Und so funktioniert es: In Zeile 1 importieren Sie die zuvor installierte Bibliothek „New­Ping“. Die folgenden Zeilen geben an, welche Arduino-Pins mit dem Ultraschallsensor verbunden sind. Das Beispiel geht von einem Sensor mit drei Pins aus. Für Varianten mit vier Pins ändern Sie die Zeile 3: 

#define echoPin 10

Nach der Definition der Variablen öffnet der Setupb-Block den seriellen Monitor. Das ist der Ausgabebereich der IDE, der die Ergebnisse anzeigt.

Der Loop-Block (Zeile 12 ff.) nimmt dann die Messung vor und gibt das Ergebnis aus. Die New-Ping-Bibliothek verfügt über eine Median-Funktion, welche die Genauigkeit der Messungen deutlich verbessert. Die Funktion „ping_median()“ nimmt mehrere Messungen vor, verwirft Messwerte außerhalb des Messbereichs und bildet aus den verbleibenden Werten den Median. Schließlich prüft die If-Abfrage, ob eine bestimmte Entfernung unterschritten ist. Ist das der Fall, schaltet sie den Piezo-Summer ein (Zeile 19). Die Frequenz des Alarmtons definieren Sie mit der Funktion „tone()“. Die kritische Entfernung, die den Alarm auslöst, ist hier in Zeile 18 definiert.

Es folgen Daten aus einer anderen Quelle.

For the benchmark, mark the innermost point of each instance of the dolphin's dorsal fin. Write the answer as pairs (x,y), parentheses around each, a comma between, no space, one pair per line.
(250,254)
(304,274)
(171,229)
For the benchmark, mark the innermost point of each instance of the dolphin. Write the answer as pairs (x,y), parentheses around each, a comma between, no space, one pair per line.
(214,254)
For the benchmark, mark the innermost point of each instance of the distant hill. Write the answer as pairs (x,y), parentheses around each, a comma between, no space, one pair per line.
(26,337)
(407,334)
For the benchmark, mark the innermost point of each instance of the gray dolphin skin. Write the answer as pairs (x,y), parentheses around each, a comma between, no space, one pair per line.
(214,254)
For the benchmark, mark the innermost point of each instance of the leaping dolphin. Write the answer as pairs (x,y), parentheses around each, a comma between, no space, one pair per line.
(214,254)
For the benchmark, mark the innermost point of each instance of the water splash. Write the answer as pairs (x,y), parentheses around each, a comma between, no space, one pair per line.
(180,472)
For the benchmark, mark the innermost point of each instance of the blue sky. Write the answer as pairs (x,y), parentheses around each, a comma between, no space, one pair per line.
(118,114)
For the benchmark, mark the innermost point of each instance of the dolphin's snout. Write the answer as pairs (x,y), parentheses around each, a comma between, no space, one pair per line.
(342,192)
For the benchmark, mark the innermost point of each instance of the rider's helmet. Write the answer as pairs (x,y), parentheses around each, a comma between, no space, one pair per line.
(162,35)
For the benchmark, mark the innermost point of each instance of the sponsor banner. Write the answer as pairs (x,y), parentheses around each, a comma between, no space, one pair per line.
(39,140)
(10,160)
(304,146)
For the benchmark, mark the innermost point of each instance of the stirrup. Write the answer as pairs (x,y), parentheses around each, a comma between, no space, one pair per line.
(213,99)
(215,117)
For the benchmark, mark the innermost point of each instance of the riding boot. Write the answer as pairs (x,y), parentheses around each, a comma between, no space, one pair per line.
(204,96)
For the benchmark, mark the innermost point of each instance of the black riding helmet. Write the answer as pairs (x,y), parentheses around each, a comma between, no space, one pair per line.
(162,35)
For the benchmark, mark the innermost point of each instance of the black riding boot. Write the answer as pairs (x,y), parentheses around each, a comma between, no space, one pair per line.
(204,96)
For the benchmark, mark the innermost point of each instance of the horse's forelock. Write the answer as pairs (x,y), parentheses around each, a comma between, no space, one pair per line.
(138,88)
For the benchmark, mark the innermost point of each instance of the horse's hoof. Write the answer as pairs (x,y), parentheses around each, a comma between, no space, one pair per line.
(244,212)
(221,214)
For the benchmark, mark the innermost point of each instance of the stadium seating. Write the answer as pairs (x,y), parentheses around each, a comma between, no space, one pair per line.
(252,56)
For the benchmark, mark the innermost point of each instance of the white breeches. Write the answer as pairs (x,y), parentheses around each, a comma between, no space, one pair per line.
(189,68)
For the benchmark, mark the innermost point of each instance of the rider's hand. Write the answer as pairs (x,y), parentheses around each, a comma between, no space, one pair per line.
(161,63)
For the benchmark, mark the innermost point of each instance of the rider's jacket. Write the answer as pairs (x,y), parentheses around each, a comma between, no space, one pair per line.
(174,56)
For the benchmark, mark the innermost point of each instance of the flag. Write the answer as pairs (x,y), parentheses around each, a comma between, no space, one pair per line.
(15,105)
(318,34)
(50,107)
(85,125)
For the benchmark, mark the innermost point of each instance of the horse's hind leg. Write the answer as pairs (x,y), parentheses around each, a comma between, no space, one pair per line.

Der Code wird zunächst am PC verifiziert und dann auf den Arduino übertragen.

Entfernung messen

Um zu prüfen, ob sich Fehler in den Code eingeschlichen haben, klicken Sie auf „Verify“. Das ist der Button mit dem Häkchen-Symbol. Ist alles in Ordnung, übertragen Sie den Code auf den Arduino und führen ihn aus. Dazu dient der Befehl „Upload“ –der Button mit dem Pfeil nach rechts. Gegebenenfalls passen Sie die Rechte von
„/dev/ttyACM0“ an.

Der Arduino misst im Abstand von fünf Sekunden (siehe Zeile 13) die Entfernung zum nächsten Gegenstand und gibt sie im seriellen Monitor aus. Dieser lässt sich über den Button oben rechts einblenden. Der Piezo-Summer ertönt, wenn die Messung eine definierte Entfernung unterschreitet – etwa, weil sich eine Tür öffnet. Die Reichweite des Sensors beträgt zwei Zentimeter bis circa drei Meter.